Oscar comes back to us shaking his head.
“Yeah, it’s over. The guy followed Neenay to the bar. Jaylee got here a few minutes later and saw them arguing. He put his head through the window. Holmes left in an ambulance.”
“Oh God!” I say. Then I’m silent. Oscar looks at me and slowly his eyes widen.
“Oh, Shit, Kate! Oh, fuck! I just realized. Oh, Fuck!” Oscar says turning around in circles completely distraught.
“It’s okay, Oscar. Really. Don’t. It’s fine.”
“Fuck!” he says again loudly enough to turn heads in the gawking crowd.
“What? What’s going on?” Janinie asks frightened by his display.
“The bail! Kate just lost the bail. Fucking two hundred and fifty thousand dollars! Jesus Christ!”
“Oscar, really. It doesn’t matter, I . . .”
Our voices go silent simultaneously as Jaylee is escorted out of the bar by two officers, his hands cuffed behind him. He’s shirtless and bears marks of a struggle all over his arms, chest and abdomen. His beautiful, full upper lip is split and bloodied. His head is hung slightly, his gaze toward the ground.

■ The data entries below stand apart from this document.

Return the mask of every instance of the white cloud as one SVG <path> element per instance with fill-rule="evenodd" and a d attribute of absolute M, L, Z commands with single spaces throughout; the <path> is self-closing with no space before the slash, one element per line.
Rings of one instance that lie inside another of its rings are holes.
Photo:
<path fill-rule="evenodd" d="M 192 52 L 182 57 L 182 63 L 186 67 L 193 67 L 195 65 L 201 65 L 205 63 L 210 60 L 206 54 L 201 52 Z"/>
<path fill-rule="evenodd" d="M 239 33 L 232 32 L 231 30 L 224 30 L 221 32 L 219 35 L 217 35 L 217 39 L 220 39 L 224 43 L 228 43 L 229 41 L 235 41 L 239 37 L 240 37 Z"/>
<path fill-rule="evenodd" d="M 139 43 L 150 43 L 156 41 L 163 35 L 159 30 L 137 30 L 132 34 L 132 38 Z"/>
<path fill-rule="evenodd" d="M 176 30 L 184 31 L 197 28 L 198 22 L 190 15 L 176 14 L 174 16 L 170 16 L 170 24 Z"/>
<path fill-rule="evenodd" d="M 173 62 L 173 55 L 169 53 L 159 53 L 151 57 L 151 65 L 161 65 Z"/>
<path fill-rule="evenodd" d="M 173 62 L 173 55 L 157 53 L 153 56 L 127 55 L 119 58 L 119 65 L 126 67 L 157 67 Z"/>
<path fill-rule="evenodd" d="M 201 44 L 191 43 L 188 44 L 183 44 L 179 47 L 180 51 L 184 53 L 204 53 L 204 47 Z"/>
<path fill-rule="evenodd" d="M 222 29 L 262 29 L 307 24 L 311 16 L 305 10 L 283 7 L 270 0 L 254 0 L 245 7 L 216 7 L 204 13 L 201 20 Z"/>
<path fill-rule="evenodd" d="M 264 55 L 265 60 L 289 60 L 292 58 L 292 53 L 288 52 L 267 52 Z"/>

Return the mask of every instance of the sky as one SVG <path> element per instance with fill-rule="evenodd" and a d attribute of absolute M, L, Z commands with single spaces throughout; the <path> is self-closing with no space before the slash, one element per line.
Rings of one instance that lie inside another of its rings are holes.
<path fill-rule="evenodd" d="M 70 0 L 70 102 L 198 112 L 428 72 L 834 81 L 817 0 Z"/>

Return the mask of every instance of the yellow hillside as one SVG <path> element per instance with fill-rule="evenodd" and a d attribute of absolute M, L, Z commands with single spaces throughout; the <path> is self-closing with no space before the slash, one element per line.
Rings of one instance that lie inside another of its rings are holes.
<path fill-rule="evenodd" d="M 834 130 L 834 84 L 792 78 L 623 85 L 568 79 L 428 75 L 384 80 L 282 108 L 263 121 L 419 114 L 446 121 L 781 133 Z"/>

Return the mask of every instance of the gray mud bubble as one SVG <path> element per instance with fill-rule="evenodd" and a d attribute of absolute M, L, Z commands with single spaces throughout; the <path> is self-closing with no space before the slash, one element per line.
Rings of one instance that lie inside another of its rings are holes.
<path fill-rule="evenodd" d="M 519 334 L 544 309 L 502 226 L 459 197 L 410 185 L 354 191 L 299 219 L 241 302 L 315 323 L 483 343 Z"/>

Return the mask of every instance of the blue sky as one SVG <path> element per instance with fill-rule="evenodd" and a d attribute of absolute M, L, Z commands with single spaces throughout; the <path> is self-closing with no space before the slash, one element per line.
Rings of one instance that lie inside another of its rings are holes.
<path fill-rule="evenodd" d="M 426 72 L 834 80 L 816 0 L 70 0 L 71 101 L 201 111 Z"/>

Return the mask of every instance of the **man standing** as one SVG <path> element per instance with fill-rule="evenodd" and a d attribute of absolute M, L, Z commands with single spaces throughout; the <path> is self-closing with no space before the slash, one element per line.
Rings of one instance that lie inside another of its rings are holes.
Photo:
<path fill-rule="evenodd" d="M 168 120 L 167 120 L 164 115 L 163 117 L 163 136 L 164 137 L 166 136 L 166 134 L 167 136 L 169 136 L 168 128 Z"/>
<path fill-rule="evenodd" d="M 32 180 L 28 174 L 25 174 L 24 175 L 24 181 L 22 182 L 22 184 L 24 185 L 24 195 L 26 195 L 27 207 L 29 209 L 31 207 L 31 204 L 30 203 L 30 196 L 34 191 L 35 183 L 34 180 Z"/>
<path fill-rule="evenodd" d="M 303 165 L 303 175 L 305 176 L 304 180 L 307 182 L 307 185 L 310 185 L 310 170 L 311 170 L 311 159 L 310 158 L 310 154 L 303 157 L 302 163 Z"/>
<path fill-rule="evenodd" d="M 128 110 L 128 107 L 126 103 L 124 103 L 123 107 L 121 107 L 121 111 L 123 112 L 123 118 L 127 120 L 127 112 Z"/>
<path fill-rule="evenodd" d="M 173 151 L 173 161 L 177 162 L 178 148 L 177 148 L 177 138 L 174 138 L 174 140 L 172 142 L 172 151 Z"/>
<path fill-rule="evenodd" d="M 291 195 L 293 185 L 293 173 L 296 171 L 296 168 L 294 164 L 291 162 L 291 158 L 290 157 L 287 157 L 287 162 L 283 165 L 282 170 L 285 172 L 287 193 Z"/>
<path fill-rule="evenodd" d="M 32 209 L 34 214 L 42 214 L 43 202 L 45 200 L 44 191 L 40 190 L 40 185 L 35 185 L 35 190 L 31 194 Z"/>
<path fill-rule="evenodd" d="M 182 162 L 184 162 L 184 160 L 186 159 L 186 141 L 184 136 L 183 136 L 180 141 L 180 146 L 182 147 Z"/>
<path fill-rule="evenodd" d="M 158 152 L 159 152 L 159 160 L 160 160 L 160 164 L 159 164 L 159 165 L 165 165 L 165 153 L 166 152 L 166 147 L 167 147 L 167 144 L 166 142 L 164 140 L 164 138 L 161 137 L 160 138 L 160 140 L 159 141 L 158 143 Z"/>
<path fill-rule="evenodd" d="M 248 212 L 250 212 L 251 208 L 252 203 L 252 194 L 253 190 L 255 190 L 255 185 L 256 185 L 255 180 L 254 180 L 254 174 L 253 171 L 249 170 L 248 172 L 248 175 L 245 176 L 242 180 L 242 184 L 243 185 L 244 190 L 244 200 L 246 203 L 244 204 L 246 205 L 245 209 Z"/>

As if his animal instinct could sense me, as if he caught my scent in the wind, his head jerks up and our eyes lock. His golden eyes are alert, his breath fierce as it enters his chest, flaring his nostrils. I drink in the sheer force of his penetrating gaze. My body reacts to him instantaneously as if on command; as if it had been waiting on standby, dormant in his absence. In his eyes I see no hint of remorse, no fleck of apology, yet he knows what he’s done. His eyes take mine as if we existed together outside of circumstance and outside of time. Not a word escapes his lips but he never breaks our gaze. His eyes communicate enough to me, they speak only of unbridled desire, of unrelenting love.